The latest price hike happened only last Saturday (January 14) where the price of 22-carat gold was increased by Tk 1,513 per “bhori” (local unit of gold measurement, 1 bhori = 11.664 grams). The prices of 18-carat, 21-carat and traditional gold were increased by Tk 1,222, Tk 1,397 and Tk 1,280 per “bhori” respectively.

After the hike, the prices of gold stood at: 22-carat Tk 56,454 per “bhori”, 21-carat Tk 53,888, 18-carat Tk 46,189, and traditional gold Tk 35,109 per “bhori”, according to BJS.

In India, gold prices continued to move up to new highs well beyond September and into December 2011 mainly because the rupee depreciated sharply against the dollar. In early December, spot gold in Delhi market hit a record high of Rs 29,540 per 10 gram. The rupee had moved down to around Rs 54 per $1 in December.
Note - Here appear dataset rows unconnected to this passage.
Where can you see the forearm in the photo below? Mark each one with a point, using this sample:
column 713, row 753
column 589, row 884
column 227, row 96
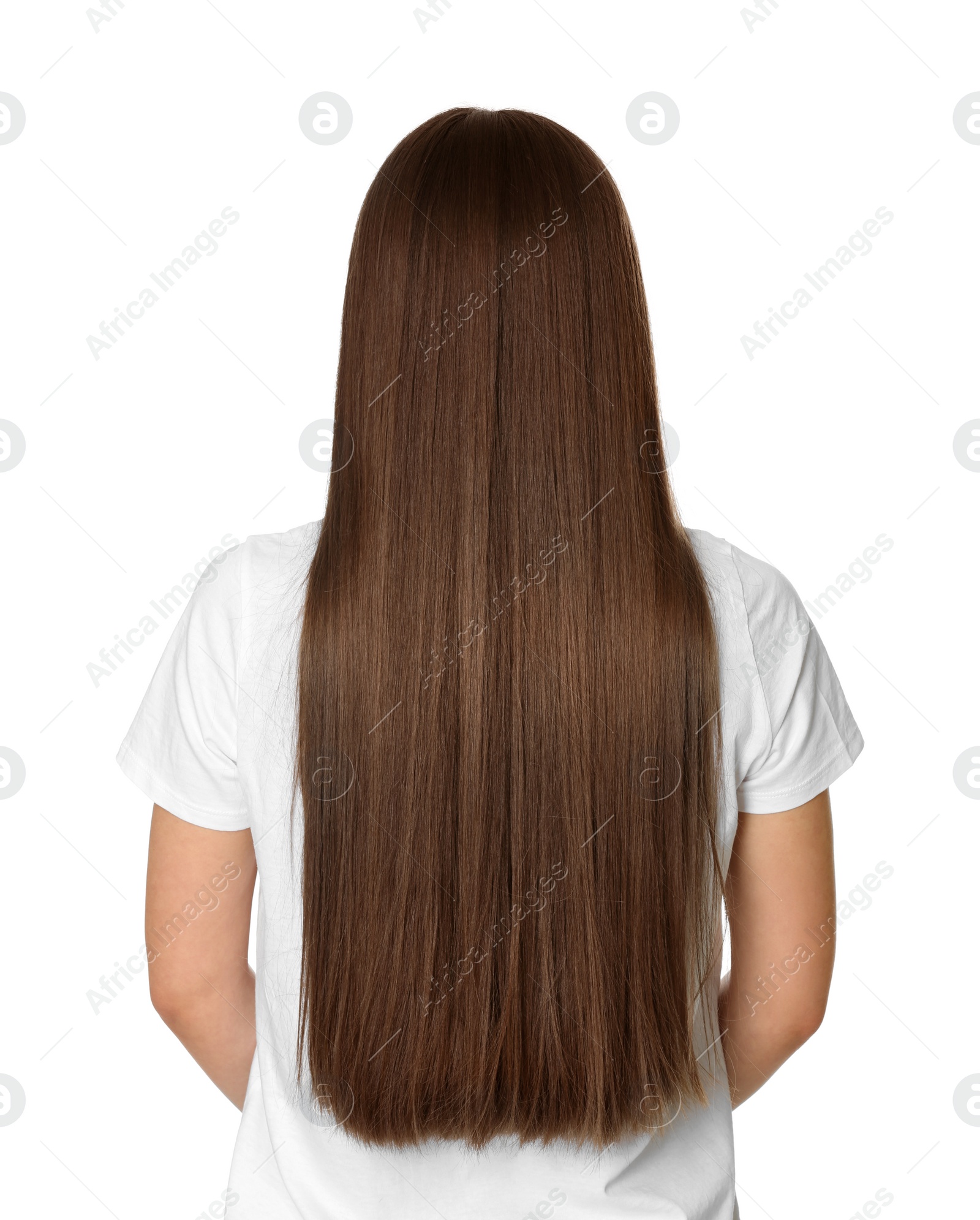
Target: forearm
column 755, row 1045
column 216, row 1024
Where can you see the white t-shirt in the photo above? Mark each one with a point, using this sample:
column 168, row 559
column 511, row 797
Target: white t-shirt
column 213, row 742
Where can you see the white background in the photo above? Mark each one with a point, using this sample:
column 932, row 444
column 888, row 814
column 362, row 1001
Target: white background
column 791, row 135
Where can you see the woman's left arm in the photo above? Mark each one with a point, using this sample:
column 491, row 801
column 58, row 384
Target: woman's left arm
column 199, row 901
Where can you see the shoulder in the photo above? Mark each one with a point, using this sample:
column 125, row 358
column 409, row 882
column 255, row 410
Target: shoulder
column 274, row 563
column 250, row 576
column 753, row 588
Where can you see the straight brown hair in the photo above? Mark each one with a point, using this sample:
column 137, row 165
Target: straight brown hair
column 507, row 736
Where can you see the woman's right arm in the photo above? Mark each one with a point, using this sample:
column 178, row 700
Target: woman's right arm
column 780, row 903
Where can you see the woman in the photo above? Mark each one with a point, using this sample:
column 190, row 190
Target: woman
column 488, row 732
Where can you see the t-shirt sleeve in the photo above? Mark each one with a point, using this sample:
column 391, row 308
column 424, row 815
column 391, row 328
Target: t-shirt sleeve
column 182, row 748
column 809, row 738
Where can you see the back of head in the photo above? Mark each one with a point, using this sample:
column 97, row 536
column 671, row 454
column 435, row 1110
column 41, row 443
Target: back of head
column 508, row 678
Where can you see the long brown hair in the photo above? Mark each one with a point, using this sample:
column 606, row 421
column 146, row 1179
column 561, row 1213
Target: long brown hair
column 508, row 741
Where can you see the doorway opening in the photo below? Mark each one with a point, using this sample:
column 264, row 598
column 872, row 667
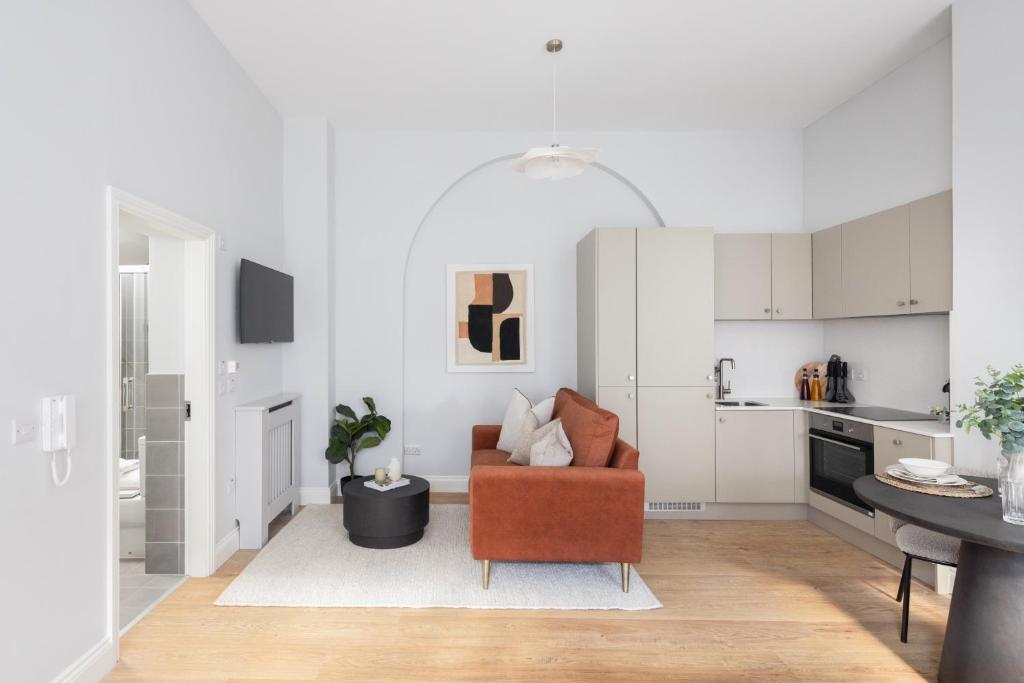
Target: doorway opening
column 161, row 401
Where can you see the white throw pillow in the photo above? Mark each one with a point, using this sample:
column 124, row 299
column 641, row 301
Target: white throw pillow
column 553, row 450
column 530, row 434
column 516, row 412
column 544, row 410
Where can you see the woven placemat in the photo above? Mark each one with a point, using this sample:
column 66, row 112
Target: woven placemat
column 969, row 489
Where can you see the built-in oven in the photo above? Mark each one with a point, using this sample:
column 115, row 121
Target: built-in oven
column 841, row 451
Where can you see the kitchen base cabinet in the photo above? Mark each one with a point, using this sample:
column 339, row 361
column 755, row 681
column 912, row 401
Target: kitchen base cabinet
column 676, row 432
column 755, row 457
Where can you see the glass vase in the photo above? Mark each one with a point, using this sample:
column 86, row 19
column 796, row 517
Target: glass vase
column 1012, row 484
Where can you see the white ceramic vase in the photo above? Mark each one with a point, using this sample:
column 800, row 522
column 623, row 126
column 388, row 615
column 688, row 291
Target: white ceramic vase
column 394, row 469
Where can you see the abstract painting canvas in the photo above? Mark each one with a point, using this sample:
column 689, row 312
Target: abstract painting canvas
column 489, row 326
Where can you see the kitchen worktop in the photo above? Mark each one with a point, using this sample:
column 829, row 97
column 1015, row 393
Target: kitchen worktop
column 925, row 428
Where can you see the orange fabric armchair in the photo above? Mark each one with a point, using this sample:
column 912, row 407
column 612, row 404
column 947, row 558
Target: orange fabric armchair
column 580, row 513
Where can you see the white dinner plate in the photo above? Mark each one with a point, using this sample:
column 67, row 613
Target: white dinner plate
column 945, row 480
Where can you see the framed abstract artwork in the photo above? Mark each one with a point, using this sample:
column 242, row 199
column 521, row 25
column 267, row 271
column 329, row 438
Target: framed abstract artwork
column 489, row 318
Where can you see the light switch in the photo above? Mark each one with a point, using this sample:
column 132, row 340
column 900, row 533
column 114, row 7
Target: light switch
column 22, row 431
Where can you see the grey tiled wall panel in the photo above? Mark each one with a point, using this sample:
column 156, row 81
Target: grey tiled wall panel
column 165, row 481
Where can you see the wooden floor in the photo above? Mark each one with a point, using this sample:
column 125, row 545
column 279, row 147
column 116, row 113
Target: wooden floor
column 765, row 601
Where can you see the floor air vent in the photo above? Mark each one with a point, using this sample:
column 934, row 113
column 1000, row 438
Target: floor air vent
column 675, row 507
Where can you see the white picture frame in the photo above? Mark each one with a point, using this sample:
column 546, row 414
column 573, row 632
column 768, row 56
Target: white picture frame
column 452, row 322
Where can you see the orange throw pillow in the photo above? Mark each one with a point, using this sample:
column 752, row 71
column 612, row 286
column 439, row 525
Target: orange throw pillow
column 592, row 431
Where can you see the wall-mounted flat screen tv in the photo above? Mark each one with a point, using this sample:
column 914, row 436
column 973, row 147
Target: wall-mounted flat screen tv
column 266, row 304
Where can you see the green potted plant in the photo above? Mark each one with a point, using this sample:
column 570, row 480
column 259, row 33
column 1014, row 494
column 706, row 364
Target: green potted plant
column 998, row 414
column 350, row 434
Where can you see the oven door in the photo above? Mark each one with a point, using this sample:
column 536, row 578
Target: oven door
column 836, row 465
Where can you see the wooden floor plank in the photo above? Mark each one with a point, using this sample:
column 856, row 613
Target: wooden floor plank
column 766, row 601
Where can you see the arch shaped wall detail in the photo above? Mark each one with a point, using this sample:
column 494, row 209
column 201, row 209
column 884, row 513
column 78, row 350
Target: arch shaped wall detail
column 425, row 220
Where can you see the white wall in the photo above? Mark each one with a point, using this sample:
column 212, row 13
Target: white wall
column 166, row 301
column 309, row 258
column 142, row 96
column 740, row 180
column 986, row 326
column 497, row 217
column 887, row 145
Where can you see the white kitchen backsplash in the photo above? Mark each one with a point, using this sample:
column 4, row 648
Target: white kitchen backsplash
column 768, row 353
column 904, row 359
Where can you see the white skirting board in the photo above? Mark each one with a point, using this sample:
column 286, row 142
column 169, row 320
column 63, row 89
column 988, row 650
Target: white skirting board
column 225, row 548
column 448, row 483
column 314, row 496
column 91, row 667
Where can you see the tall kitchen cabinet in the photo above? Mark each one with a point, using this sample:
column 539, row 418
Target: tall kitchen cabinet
column 645, row 335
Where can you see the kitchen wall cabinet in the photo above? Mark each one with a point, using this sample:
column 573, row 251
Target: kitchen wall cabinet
column 755, row 457
column 763, row 276
column 742, row 276
column 791, row 276
column 646, row 349
column 877, row 263
column 826, row 288
column 676, row 438
column 932, row 254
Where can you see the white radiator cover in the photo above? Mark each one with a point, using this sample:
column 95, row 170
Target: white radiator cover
column 266, row 456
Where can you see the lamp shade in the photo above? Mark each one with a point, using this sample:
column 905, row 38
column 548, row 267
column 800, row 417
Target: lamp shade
column 554, row 163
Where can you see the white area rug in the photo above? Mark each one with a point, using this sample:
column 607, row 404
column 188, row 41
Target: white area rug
column 311, row 563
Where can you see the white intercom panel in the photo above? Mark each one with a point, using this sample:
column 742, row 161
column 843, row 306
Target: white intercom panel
column 56, row 425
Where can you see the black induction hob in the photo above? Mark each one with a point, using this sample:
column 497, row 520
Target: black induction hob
column 879, row 414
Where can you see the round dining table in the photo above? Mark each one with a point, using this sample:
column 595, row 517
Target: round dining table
column 984, row 638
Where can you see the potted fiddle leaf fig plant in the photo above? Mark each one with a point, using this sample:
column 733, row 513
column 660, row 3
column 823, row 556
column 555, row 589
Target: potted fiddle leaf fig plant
column 350, row 434
column 998, row 414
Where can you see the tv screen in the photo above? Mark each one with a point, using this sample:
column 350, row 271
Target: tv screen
column 265, row 304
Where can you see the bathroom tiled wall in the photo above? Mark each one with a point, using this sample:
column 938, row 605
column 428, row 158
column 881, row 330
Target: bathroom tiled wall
column 134, row 359
column 165, row 481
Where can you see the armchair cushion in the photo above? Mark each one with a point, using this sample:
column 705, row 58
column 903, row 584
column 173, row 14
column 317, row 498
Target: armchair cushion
column 592, row 430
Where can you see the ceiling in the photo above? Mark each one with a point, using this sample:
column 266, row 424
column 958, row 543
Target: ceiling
column 628, row 65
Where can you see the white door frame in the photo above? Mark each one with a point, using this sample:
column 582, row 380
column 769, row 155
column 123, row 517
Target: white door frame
column 200, row 281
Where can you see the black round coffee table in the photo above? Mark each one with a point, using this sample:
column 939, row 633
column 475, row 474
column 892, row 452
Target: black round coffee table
column 385, row 519
column 986, row 613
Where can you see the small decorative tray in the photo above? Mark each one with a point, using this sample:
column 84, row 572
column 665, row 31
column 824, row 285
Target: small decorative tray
column 967, row 489
column 388, row 485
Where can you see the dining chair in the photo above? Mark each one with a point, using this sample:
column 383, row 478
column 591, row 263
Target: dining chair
column 922, row 544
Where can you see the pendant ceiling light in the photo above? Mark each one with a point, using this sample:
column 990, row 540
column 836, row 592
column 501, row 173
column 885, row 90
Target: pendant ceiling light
column 556, row 162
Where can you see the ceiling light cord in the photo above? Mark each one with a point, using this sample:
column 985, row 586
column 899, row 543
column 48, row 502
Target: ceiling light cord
column 554, row 101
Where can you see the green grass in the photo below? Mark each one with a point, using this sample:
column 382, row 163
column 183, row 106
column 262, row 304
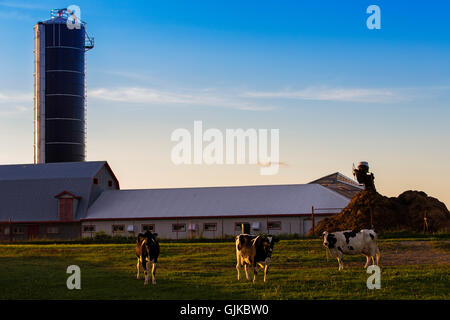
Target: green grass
column 299, row 270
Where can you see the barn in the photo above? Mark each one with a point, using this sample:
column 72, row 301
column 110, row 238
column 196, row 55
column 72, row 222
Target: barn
column 48, row 201
column 213, row 212
column 79, row 199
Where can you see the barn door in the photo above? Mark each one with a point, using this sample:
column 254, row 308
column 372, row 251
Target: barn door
column 307, row 225
column 66, row 209
column 33, row 232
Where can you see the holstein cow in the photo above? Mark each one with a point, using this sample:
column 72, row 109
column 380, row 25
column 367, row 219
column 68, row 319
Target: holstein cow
column 352, row 242
column 147, row 252
column 254, row 251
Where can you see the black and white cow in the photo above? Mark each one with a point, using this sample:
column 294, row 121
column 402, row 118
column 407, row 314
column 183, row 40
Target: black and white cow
column 254, row 251
column 352, row 242
column 147, row 252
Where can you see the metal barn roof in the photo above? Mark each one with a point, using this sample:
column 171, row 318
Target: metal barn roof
column 216, row 201
column 50, row 170
column 27, row 192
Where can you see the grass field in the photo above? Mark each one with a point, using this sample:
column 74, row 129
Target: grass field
column 410, row 269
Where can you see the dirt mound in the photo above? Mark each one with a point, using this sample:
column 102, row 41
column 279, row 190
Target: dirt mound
column 405, row 213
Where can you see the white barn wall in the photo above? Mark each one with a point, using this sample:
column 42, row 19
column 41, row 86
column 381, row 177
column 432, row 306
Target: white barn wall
column 224, row 226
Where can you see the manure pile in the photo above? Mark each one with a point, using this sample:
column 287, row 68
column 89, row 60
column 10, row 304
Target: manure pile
column 403, row 213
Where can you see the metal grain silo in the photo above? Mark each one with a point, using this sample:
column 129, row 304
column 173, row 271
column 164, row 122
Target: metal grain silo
column 60, row 99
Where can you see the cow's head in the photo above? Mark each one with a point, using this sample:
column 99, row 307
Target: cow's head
column 329, row 240
column 267, row 243
column 146, row 239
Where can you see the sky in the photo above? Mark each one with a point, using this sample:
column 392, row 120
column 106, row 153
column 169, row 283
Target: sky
column 338, row 92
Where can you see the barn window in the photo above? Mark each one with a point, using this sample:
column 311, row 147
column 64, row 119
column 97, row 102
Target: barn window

According to the World Gold Council, sharp volatility in gold prices and inflation do impact discretionary spending.

“When the gold price crossed the Tk 25,000 mark we started losing business as the customer base shrank,” Shahin said.

Very few customers now buy gold, and this is also confined to wedding occasions. No one wants to buy gold now unless it is mandatory, he said.

However, the traditional gold buying for wedding ceremonies is also hit by the rising prices, especially the middle-class is suffering the most. “A few years back, you could buy a whole set of jewelleries at Tk 50,000. Now you have to spend six times more just to get a bare minimum of five ‘bhoris’,” Shahin said.

The reluctant customer base is also forcing small jewellers to shut down businesses even amid the “wedding season”, which otherwise usually buoys the market. Dilip Roy, president of BJS, said, “20 per cent of the small shops have closed down now and the overall business is halved.”

Roy believes formulation of a gold policy can make this wobbling situation change. “If there was a gold policy, we would be able to buy gold from Bangladesh Bank. Then the price fluctuation in the international market would have a much lower impact,” he said.

In April, the ministry of commerce formed an inter-ministerial committee after receiving a letter from the BJS seeking formulation of a gold policy in three months. The committee then decided to make a jewellery industry policy, under the supervision of the industries ministry, immediately after formulation of the import policy, which will allow Bangladesh’s jewellery manufacturers to purchase gold through proper channels.

However, the progress following the formation of the committee has been sluggish, making matters much worse, Roy lamented.